Só me restava uma opção. Eu estava no primeiro andar, certo? Se eu pulasse da varanda, não ia me machucar muito. Acho. Espero. Logo abaixo de mim tinha um gramado com suave declive e eu imaginei que se eu caísse e rolasse ladeira abaixo tudo ia ficar bem. Então eu encostei a cadeira na grade que protegia a varanda e pulei.

Conforme planejado, caí no gramado e rolei graciosamente no declive. Ok, talvez não tenha sido tão graciosamente assim. Eu estava com um vestidinho branco que ficou encardido, além do meu cabelo ficar cheio de grama. Eu parecia um zumbi que havia acabado de levantar da tumba. Caminhei meio mancando até a recepção.

Olá, você poderia por favor me dar outra chave pro quarto 107??

Peguei a chave com a recepcionista, que foi simpática o suficiente pra não comentar que eu estava imunda e descalça na recepção de um hotel chique. Talvez gente rica seja excêntrica assim mesmo, né? Voltei pro quarto e tomei um banho longo o suficiente pra lavar a minha vergonha ralo abaixo. Infelizmente não deu pra tomar um banho tão longo assim então eu tive que sair depois de duas horas.

Meu namoro acabou. Eu parei de fumar. Mas a vergonha, amiguinhos, essa vai me acompanhar pro resto da vida.

Sobre ser tímida

Eu sou tímida. Talvez esse seja meu segredo mais bem guardado, já que mesmo quando eu me abro e conto isso pras pessoas, elas tendem a não acreditar em mim. “Mas você dá aulas!”, as pessoas me dizem. “Mas você fala bobagem!”, as pessoas me dizem. Sim, vocês estão certos. Mas nenhuma das duas coisa exclui o fato de eu ser terrivelmente tímida.

Talvez tenha a ver com o fato de eu ter sido criada em fazenda. Eu nunca fui muito exposta a pessoas e tudo isso mudou quando tive que mudar pra cidade pra finalmente começar a ir pra escola. E conviver com outras crianças. E perceber que agora eu tinha que lidar com um mundo muito diferente do que eu estava acostumada. Fato é que eu aprendi muito cedo que a timidez podia me atrapalhar muito e que eu precisava dar um jeito de contornar aquele traço indesejável da minha personalidade.

Assim, eu criei uma imagem minha baseada em ser quem eu já era, porém sem a timidez: honesta, faladora de bobagens, ativa, espontânea. O que me permite funcionar hoje em sociedade é essa imagem que eu criei de mim ainda criança. Eu projeto confiança quando na verdade tudo que eu queria era estar em casa trancada sozinha com meus gatos. E já faz tanto tempo que eu uso essa máscara extrovertida que quase pensei que eu havia me tornado a máscara. Maaaaassssss… Tem uma coisa que denuncia o que eu estou sentindo por dentro.

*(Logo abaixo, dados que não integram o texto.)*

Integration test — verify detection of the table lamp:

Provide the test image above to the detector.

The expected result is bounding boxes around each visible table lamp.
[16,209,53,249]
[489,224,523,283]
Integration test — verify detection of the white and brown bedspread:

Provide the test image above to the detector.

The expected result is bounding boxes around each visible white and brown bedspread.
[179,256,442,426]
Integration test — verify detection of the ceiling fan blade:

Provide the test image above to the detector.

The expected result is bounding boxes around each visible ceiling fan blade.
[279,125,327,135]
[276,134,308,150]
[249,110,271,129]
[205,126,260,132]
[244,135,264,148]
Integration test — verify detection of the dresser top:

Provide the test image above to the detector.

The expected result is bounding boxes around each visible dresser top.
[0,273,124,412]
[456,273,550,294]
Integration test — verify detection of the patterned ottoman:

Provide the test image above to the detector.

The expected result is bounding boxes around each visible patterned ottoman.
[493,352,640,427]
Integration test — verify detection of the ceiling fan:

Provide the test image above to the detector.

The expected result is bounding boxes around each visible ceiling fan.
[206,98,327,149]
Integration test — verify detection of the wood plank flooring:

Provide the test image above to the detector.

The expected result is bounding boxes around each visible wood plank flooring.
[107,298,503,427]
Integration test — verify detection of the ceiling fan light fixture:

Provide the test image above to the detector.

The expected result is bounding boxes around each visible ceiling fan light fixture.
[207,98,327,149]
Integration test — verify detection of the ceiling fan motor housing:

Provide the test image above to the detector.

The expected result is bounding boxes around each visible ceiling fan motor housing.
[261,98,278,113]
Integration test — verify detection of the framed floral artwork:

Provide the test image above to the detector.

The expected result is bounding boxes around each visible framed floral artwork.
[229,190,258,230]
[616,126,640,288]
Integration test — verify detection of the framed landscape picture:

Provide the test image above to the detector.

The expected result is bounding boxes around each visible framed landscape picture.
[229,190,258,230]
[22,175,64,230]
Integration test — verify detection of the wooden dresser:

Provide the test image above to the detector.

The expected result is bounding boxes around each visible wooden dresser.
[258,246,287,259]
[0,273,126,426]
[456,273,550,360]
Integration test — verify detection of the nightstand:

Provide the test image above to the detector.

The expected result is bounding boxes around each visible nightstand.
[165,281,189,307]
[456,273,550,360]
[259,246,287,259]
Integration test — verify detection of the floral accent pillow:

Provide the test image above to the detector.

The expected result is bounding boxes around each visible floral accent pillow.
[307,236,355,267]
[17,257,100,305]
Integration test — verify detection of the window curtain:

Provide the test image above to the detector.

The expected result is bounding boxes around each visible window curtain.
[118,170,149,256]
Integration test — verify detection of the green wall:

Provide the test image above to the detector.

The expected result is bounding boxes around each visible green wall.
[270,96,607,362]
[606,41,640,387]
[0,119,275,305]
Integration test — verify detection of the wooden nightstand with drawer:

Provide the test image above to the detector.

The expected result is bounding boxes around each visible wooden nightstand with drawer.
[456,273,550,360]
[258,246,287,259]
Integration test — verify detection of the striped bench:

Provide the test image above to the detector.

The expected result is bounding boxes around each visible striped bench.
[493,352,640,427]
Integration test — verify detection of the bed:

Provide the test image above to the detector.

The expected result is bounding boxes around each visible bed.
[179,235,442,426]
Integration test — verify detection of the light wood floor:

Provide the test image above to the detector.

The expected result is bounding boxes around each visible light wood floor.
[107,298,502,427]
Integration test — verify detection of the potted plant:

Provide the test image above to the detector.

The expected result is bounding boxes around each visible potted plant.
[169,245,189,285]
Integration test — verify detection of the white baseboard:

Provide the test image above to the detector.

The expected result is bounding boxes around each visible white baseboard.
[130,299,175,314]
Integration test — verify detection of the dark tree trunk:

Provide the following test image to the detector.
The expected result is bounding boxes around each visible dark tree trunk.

Eu fico vermelha. Não só vermelha, eu fico rosa luminescente, como se lâmpadas pink se acendessem por debaixo da minha pele. Então enquanto eu estou tentando manter a poker face, eu estou brilhando que nem esse Papai Noel.

E provavelmente fazendo a mesmíssima cara.

Pior ainda, bem recentemente uma pessoa tem feito essa máscara que eu uso pra esconder a timidez cair com uma facilidade incrível. Basicamente eu paro de funcionar perto dele. E o que eu acabo mostrando é a menina tímida que foi criada em fazenda e que no fundo só quer agradar os outros. Eu me sinto extremamente vulnerável, porque ele conhece meu segredo sórdido. Mas por outro lado, eu gosto de não precisar fingir. Talvez por isso goste tanto de ficar perto dele.